Abelian state-closed subgroups of automorphisms of m-ary trees

TL;DR

This paper characterizes abelian, self-similar subgroups of automorphisms of m-ary trees, showing their closure forms a finitely presented module over m-adic integers and analyzing their structure in special cases.

Contribution

It proves that the closure of such subgroups is a finitely presented module over Z_m[[x]] and classifies their structure when torsion-free or cyclic, especially for prime m.

Findings

Closure is a finitely presented Z_m[[x]]-module.

Torsion-free closure is a finitely generated pro-m group.

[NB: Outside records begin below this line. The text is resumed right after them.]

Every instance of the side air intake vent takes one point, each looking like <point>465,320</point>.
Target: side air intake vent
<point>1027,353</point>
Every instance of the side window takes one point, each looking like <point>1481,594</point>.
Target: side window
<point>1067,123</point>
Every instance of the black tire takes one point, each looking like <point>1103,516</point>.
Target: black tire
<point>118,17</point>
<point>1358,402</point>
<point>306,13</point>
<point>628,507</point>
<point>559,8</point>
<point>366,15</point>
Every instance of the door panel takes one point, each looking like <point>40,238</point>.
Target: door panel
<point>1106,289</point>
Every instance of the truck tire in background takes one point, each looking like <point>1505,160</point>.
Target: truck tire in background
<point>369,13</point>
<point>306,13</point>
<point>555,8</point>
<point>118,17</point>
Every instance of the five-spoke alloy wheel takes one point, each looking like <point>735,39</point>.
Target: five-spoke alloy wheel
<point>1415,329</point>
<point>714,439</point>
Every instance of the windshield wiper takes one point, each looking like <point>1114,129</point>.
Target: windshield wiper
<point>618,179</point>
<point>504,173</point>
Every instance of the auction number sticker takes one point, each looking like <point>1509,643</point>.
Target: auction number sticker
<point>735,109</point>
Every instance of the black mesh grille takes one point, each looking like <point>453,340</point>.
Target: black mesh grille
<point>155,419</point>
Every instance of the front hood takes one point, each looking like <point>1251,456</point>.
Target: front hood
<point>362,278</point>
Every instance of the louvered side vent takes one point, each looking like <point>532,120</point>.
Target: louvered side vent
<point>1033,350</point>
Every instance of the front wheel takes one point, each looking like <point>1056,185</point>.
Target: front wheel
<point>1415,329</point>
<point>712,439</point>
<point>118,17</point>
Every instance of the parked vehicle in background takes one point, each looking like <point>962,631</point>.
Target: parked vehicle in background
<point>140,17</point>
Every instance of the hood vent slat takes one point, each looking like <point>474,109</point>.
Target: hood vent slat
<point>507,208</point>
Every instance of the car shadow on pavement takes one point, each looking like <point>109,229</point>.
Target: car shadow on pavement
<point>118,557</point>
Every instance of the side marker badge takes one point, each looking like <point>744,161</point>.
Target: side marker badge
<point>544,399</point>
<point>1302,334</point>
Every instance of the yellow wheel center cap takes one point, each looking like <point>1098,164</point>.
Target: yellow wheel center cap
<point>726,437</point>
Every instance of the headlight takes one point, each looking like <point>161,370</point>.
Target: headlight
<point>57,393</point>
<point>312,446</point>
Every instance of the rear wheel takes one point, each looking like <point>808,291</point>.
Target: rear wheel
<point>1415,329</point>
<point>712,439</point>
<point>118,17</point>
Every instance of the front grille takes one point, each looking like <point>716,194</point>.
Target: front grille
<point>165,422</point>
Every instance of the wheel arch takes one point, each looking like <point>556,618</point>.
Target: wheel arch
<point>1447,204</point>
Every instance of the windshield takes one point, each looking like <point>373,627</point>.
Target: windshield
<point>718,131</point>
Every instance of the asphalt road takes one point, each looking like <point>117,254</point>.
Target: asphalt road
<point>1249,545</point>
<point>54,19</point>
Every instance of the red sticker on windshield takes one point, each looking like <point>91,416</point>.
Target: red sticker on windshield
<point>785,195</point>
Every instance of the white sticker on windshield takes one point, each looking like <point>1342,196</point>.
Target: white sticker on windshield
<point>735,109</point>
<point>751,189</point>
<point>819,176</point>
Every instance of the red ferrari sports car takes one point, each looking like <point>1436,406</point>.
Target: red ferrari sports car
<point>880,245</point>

In prime m cases, groups are conjugate to specific types.

Abstract

The group A_{m} of automophisms of a one-rooted m-ary tree admits a diagonal monomorphism which we denote by x. Let A be an abelian state-closed (or self-similar) subgroup of A_{m}. We prove that the combined diagonal and tree-topological closure A* of A is additively a finitely presented Z_m [[x]]-module where Z_m is the ring of m-adic integers. Moreover, if A* is torsion-free then it is a finitely generated pro-m group. The group A splits over its torsion subgroup. We study in detail the case where A* corresponds to a cyclic Z_m[[x]]-module and when m is a prime number, we show A* to be conjugate by a tree automorphism to one of two specific types of groups.